Letourneau, who sang in the choir and recorded books-on-tape for the blind while in prison, wants to try to build a normal life, Bremner said.
“She wants to be a mother. She wants to be a responsible member of society.”
Fualaau said he would like to reunite with Letourneau but wants to take things slowly.
He is unemployed and his mother is raising their children.
“I don’t know what my feelings are right now,” he said yesterday, acknowledging he was “kind of nervous”.
“But I know that I do love her.”
Bremner said Letourneau still has feelings for Fualaau. “She’s always said this love is eternal and endless, and I think she stands by that,” Bremner said.

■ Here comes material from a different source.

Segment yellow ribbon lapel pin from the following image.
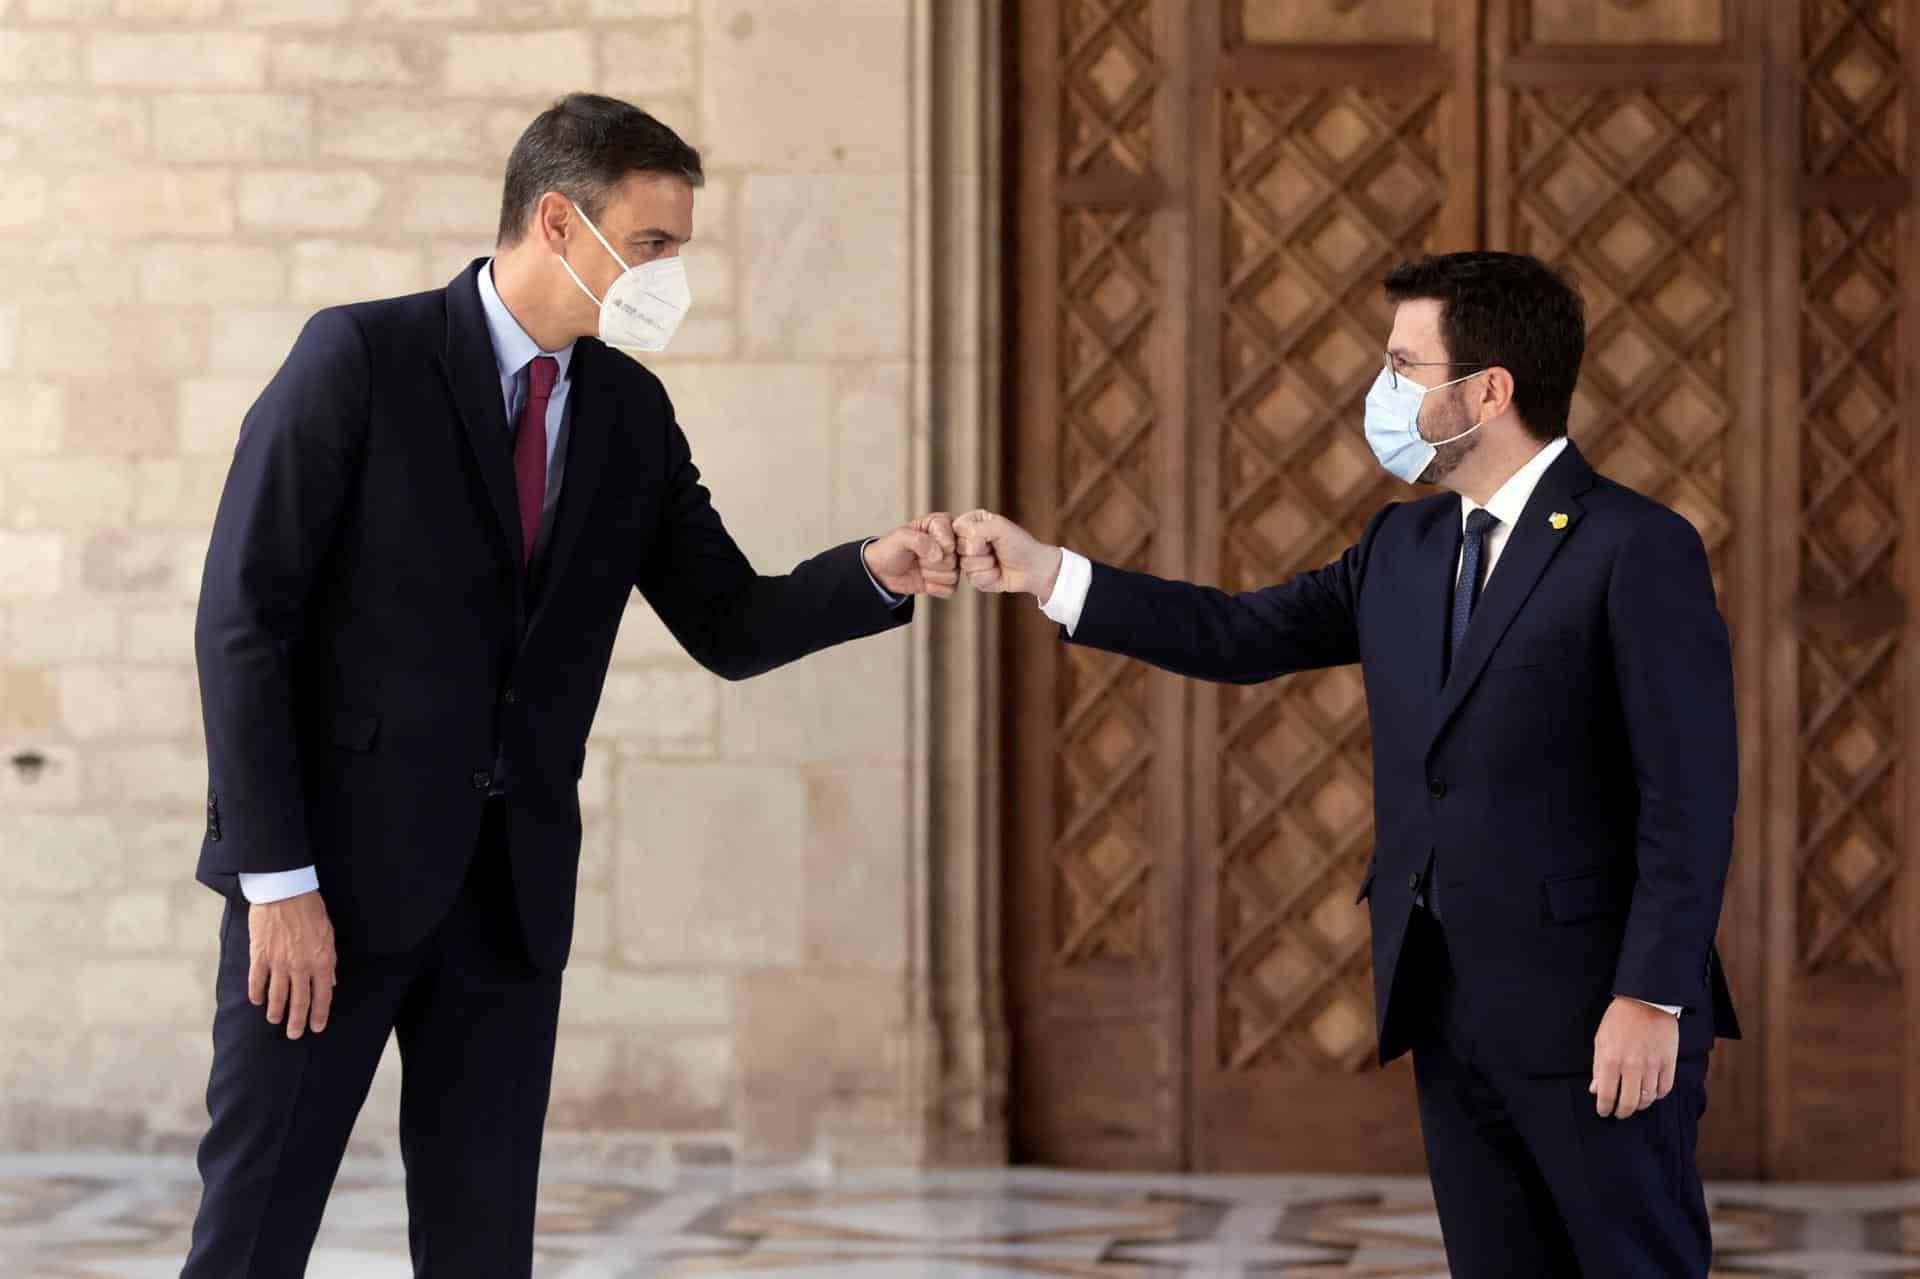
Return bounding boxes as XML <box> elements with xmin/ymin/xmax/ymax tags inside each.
<box><xmin>1548</xmin><ymin>512</ymin><xmax>1570</xmax><ymax>531</ymax></box>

Letourneau’s two daughters with Fualaau are now six and seven. They visited her in prison about twice a month. Her four older children live in Alaska with her ex-husband and visited a few times a year.
“There’s enormous pain” with her four older children, Bremner said.
As a sex offender, Letourneau will have to register with the state and receive court-ordered treatment.
Authorities will notify her new neighbours – although the TV trucks will probably tip them off first.
Seven years in prison has done little to dim Letourneau’s notoriety.
“People are fascinated by scandal,” Bremner said. “Love somehow made her do things that led to complete catastrophe. Then there’s the side of watching a train wreck. You can’t look away even if you want to.”
Letourneau may now want to tell her own story. A state appeals court ruled in 2000 that she may sell and profit from her story. She has also expressed interest in working for a group that advocates for the rights of mothers in prison.